La mattinata sportiva si concluse con l’ennesimo tributo di Spaggio al destino, realizzatosi nello smarrimento di uno sci dopo l’impatto con una marmotta gigante del Tibet in visita turistica e con la spettacolare esibizione di Elvio e Cruman che saltarono dal trampolino olimpico K120 uscendo dall’esperienza (cito testualmente) “con un certo languorino”. Pinfi si è comunque dichiarato soddisfatto della sua esperienza con i fun carving (non ci si spiega infatti come mai sia stato visto cercare di scambiarli con il bob di un bambino). Mentre lo stomaco di Cruman, che già brontolava alle 9.14, prese in ostaggio la milza chiedendo un capriolo una fonduta un caciucco (?) e un elicottero prima di rilasciarla.
A pranzo, Cruman Spaggio e Pinfi (Elvio si eclissò con la scusa di dover salutare una zia e tornò solo dopo un’ora con l’aria colpevolmente soddisfatta), nonostante alcune difficoltà comunicative con una cameriere sarda, mangiarono tutto ciò che avesse la parvenza di essere stato vivo e, colti da allucinazioni gastronomiche, ordinarono un bicchierino di grappa alla pera con tre cannucce.
Sulla via del ritorno Pinfi intrattenne gli amici russando talmente forte che una pattuglia della polstrada fermò la macchina e chiese ad Elvio l'autorizzazione per il trasporto dei suini. Ma la cosa veramente straordinaria è che Elvio ce l'aveva e la mostrò all'agente ostentando una certa tronfiaggine.
A fine giornata Pinfi fu accompagnato all’aeroporto di Bologna dove si imbarcò su un Savoia-Marchetti del 1928 e sparì tra le nuvole.

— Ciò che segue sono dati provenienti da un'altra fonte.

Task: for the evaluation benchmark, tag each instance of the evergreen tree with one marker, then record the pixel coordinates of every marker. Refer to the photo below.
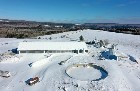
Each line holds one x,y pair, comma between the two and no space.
81,38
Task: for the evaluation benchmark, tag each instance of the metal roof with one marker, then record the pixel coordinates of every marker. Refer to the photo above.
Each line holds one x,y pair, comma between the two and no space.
52,46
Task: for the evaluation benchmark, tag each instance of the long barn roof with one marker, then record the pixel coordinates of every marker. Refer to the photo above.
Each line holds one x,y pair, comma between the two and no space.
52,46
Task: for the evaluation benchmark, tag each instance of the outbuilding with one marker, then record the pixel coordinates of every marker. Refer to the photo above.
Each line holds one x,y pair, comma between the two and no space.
52,47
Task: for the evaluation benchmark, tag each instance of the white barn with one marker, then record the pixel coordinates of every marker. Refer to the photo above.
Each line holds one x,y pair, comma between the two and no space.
52,47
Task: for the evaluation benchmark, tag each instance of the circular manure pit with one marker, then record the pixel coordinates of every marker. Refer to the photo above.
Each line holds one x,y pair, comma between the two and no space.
86,72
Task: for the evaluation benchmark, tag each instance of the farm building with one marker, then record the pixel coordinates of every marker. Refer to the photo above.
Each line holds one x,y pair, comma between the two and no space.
52,47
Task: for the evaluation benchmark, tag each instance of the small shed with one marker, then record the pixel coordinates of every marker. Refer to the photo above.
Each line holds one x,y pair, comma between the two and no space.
52,47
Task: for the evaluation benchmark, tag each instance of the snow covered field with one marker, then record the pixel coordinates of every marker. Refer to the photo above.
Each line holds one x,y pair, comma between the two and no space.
123,74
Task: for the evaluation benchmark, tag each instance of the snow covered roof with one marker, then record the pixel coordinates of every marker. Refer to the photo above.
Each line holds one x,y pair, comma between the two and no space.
52,46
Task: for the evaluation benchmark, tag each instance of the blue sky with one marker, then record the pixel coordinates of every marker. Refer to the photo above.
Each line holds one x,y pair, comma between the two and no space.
74,11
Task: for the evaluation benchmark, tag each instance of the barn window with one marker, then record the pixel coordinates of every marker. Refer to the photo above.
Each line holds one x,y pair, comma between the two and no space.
86,50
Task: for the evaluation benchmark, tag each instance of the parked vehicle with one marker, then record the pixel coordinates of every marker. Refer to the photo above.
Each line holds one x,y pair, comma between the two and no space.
32,81
5,74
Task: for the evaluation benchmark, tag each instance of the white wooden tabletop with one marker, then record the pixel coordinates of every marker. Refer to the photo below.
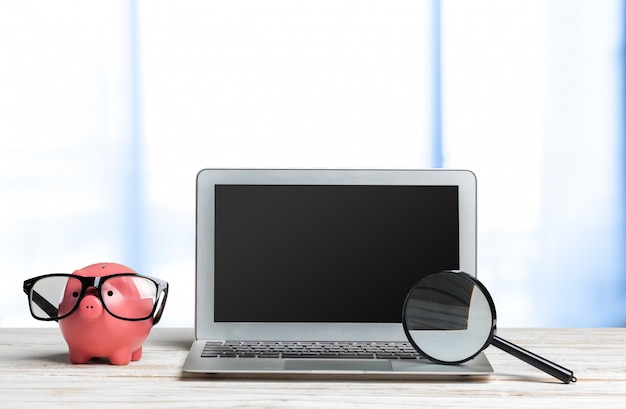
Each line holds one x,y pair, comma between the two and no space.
35,373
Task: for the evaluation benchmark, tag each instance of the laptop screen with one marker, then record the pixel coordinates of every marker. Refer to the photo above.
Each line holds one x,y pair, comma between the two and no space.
328,253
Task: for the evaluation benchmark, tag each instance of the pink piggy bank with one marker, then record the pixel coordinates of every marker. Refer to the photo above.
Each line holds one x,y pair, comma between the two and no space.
111,311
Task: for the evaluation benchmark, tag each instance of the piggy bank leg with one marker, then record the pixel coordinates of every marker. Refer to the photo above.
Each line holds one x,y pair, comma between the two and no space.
136,356
120,357
79,357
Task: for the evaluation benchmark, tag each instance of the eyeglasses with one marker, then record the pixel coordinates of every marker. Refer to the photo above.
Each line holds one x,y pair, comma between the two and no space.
129,297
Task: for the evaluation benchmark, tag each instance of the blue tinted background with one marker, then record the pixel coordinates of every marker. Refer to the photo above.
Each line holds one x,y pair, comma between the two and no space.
108,110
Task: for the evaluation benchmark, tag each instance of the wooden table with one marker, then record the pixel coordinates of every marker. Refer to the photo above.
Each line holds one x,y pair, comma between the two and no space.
35,372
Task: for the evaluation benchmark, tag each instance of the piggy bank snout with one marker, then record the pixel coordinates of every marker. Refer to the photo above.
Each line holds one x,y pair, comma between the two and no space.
90,308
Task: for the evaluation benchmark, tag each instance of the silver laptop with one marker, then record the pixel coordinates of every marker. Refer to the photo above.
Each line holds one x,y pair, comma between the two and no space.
306,271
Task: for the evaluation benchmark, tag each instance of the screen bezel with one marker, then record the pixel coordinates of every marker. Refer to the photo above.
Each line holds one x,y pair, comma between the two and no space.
207,328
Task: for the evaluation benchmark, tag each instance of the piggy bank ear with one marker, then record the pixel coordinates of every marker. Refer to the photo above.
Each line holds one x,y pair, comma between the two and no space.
129,297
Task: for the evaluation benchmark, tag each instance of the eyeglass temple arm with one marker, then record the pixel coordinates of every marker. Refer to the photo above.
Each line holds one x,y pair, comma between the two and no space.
559,372
45,305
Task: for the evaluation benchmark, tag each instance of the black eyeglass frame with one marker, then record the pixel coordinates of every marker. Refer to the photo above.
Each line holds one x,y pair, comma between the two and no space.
93,282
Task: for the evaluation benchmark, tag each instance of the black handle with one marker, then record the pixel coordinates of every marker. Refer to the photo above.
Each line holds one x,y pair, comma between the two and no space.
562,374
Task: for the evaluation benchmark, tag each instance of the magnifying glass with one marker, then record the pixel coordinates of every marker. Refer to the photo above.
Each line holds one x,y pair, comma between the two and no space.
449,318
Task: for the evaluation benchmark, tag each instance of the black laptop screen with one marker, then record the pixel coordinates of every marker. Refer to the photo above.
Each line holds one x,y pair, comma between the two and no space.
328,253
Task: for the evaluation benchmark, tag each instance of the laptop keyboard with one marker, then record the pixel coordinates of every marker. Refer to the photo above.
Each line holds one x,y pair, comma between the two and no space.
324,350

Spaggio ormai provato dalla sfida con il destino si diresse, pollici in aria stile Fonzie, verso l'appuntamento con la sua dolce donzella. Cruman scese dalla macchina dormendo, passò dei soldi a Elvio dicendo “tenga pure il resto buonuomo” e imboccò il portone sbagliato finendo a dormire da un ragioniere omosessuale di Vigevano in domicilio coatto. Di Elvio le leggende raccontano… ma questa è un’altra storia.